Strangely, when I go out for a drink, or when I play a board game, or go on a hike, or see a movie, or play with my cat, I do not think “Oh yes, I’ve certainly enjoyed this activity.” Is he nervous or just bad at talking?
This saga has removed any chance of me getting grading done. I came here to burn through a few papers because I like to do this dirty work in places where it’s very difficult for me to grow bitter. But no grading is going to get done. My students can wait. I need to keep listening to this fucking guy talk about activities. Are they going to talk about team building or pottery or planking? There are endless ways she could interpret this question and equally varied ways he could have intended it. An infinite number of alternate timelines have burst into existence from only this one question, this one hilariously vague, clunky dollar menu question.
She faltered for a second, said she likes listening to music, and then the talk died for a moment. I took a sip of my tea because I thought my little slurp would add to the tension in the room. There’s a tattoo shop down the hall. There’s a laser hair and tattoo removal place in the room across from the tattoo shop. I imagined I heard someone scream, but I can’t decide which one it could have come from.
The conversation was unsurprisingly boring for a while. That “activity” thing really slowed things down, but it seems that talking about the difference in their glasses has restored the eager back and forth to the pair. He’s talking about his eyesight now, and he’s clearly rehearsed the remarkable line he just plopped into the verbal soup pot:
“Yeah, I’m aiming for 20:10 vision. I think if I just will it, my vision will get better.”
Shit, dude, get Stevie Wonder here immediately. Why didn’t anyone ever think to just try not being blind anymore? My sight is actually getting worse–maybe from staring at screens 10 hours a day–but I’m glad I know how to fix it. I was worried about potentially getting glasses because I have poor self-control, and as a kid I liked setting leaves on fire with a magnifying glass. This guy has cured my eyes and prevented a lot of daytime arson with one simple line. He’s a hero. Statues of his noble countenance shall be erected in the town square.
They’re talking about lifestyles now. She is apparently pretty minimalist and doesn’t like owning a lot of things. He didn’t really offer his, but when she said she wasn’t terribly attached to stuff, he said “that’s really cool,” and “not many girls live like that.” Yeah, minimalism is pretty cool, man, but what’s this generalization about all women doing in there? I love it when my students start their papers with stuff like “Since time began…” because then I get to say something snarky on their draft like “I know marijuana has been a hot topic for a while, but I do not think our ancient relatives cared too much about it.”
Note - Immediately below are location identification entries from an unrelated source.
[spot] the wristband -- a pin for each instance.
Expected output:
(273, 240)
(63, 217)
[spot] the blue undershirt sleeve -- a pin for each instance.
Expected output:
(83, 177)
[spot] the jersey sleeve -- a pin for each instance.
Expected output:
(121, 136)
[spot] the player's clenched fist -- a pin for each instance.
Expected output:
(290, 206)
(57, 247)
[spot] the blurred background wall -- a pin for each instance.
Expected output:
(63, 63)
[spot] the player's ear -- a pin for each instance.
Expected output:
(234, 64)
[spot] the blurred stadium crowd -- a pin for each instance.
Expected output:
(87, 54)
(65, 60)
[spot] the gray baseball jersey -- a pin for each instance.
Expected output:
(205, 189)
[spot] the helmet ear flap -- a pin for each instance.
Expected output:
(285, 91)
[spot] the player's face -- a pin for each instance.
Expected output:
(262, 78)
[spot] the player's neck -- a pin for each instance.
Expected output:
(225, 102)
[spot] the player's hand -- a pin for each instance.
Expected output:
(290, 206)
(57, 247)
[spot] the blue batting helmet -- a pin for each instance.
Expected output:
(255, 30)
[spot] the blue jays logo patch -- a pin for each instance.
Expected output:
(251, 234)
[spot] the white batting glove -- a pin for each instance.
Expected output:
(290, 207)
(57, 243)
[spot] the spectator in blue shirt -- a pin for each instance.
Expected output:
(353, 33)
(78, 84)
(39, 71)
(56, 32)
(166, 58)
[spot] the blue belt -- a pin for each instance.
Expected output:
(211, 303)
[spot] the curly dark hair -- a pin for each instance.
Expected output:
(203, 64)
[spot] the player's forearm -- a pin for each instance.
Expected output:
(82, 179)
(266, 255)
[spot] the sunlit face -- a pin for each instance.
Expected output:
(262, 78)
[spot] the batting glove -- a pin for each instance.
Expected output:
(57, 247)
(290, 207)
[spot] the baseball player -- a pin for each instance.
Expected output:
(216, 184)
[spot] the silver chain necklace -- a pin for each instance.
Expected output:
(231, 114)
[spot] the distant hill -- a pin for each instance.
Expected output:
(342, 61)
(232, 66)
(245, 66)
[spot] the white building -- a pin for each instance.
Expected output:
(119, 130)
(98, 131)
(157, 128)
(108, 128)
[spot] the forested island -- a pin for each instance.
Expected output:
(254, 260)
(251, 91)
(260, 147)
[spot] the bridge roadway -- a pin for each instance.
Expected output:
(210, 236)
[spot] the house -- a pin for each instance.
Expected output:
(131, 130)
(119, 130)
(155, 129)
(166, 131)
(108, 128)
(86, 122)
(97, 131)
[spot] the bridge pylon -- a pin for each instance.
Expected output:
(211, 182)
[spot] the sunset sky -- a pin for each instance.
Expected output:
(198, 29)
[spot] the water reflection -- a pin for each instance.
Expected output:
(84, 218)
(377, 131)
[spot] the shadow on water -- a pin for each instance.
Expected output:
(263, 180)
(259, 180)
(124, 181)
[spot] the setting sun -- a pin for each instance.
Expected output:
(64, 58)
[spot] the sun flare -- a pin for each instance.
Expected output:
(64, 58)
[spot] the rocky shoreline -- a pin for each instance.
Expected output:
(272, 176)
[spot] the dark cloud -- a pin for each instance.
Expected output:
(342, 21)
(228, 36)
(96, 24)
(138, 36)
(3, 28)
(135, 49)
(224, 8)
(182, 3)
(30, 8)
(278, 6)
They’re leaving. The interview and the conversation have come to an end. He has to go to work, and she just said she’s going to head out. I could overanalyze how the conversation ended. I could say this guy bounces between sounding like a tool or a manual for a slip ‘n slide (“fun activities for kids of all ages!”) but I won’t. He doesn’t seem that bad, other than having skewed her data, asked an annoying amount of questions during an interview she was conducting, all while having a really annoying face. But the two of them seem like they were getting along, which is cool.
But I still detest him for thinking he can heal blindness by believing hard enough.